Future BMT: 62.3 The Exorcism (2024), 61.6 Imaginary (2024), 61.6 Joker: Folie à Deux (2024), 36.0 Singham Again (2024), 27.4 Slingshot (2024), 27.2 Harold and the Purple Crayon (2024), 25.9 Fighter (2024), 24.8 Devara Part 1 (2024), 19.0 Reagan (2024), 16.7 Here (2024), 11.6 Red One (2024)

BMT: Madame Web (2024), Borderlands (2024), The American Society of Magical Negroes (2024), The Crow (2024), Night Swim (2024), The Strangers: Chapter 1 (2024), Tarot (2024), Argylle (2024), The Watchers (2024), The Garfield Movie (2024), Back to Black (2024)

Best Options (From the Hip): 69.1 The American Society of Magical Negroes (2024)

(Yup, we really painted ourselves in a corner with this one. I remember having to very specifically work backwards and forwards a ton to eventually get the full chain to even work out. Thank god for David Alan Greer.)

Welcome to Earf (HoE Number 22) – The shortest path through The Movie Database cast lists using only BMT films is: David Alan Grier is No. 2 billed in The American Society of Magical Negroes and No. 8 billed in Tiptoes, which also stars Kate Beckinsale (No. 4 billed) who is in Pearl Harbor (No. 2 billed) which also stars Josh Hartnett (No. 3 billed) who is in Here on Earth (No. 3 billed) => (2 + 8) + (4 + 2) + (3 + 3) = 22. If we were to watch Blankman we can get the HoE Number down to 16.

Notes – The film was pulled from theaters after three weeks.

Spike Lee coined the term “magical negro” around 2000. It refers to a stereotypical Black supporting character who exists solely to aid a white protagonist. Examples include Forrest Gump (1994), The Green Mile (1999), and The Legend of Bagger Vance (2000).

The film premiered at the Sundance Film Festival.

This is Kobi Libii’s feature film directorial and screenwriting debut.

Back to Black Recap

Jamie

What is there to say about Back to Black? Nothing, that’s what.

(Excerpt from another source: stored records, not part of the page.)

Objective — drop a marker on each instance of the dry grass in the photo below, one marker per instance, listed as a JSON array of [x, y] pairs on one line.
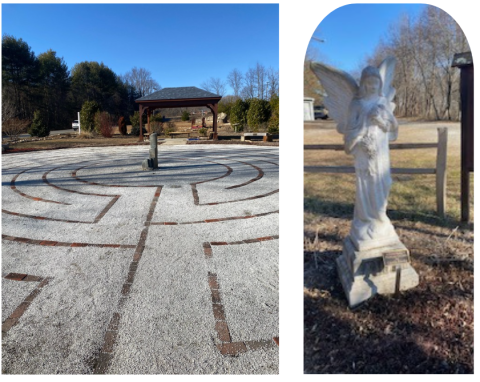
[[428, 329]]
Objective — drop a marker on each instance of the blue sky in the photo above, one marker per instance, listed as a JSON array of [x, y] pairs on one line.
[[352, 32], [181, 44]]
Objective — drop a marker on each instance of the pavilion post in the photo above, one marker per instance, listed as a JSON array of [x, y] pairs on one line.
[[149, 112], [214, 109]]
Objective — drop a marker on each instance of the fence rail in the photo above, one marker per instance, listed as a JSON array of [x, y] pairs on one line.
[[440, 170]]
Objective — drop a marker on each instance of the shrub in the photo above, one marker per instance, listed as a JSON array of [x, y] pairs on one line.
[[156, 127], [238, 114], [185, 115], [38, 128], [87, 115], [104, 124], [14, 127], [274, 121], [122, 126], [86, 135], [258, 113]]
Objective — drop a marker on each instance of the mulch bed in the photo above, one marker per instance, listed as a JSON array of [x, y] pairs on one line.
[[428, 329], [22, 150]]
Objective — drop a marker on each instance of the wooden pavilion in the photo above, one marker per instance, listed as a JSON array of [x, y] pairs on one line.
[[178, 97]]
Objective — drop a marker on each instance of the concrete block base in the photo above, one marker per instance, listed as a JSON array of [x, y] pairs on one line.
[[382, 270]]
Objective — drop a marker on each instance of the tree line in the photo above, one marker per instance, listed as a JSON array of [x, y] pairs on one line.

To recap, Amy Winehouse is not yet a star. She’s just a girl that loves singing. Loves playing guitar. Loves her grandma. And yes, she loves drinking. When her demo ends up at Island Records she begins her road to stardom and releases her debut album. But then? Not as much as should happen. They want her to be more pop. She wants to be Amy Winehouse. In an ensuing break she meets Blake at a bar. They start a torrid, messy, on-again, off-again love affair. After things get particularly messy, Blake leaves and Amy is left heartbroken. This is exacerbated by the grief of finding out her grandma is dying of cancer. She channels all this into her second smash hit album Back to Black. In the wake of this success, she gets back together with Blake and they elope. Ultimately this turns tragic when Blake is arrested for assault and Amy is left to deal with her demons on her own. A series of messy, drunken performances ensue. By the time Blake gets out of prison, Amy is a drug addict and he is in recovery and so he asks for a divorce. She spirals even further and eventually admits that she needs to go to rehab. She battles recovery for several years while Blake moves on. Eventually she loses the battle and passes away. THE END.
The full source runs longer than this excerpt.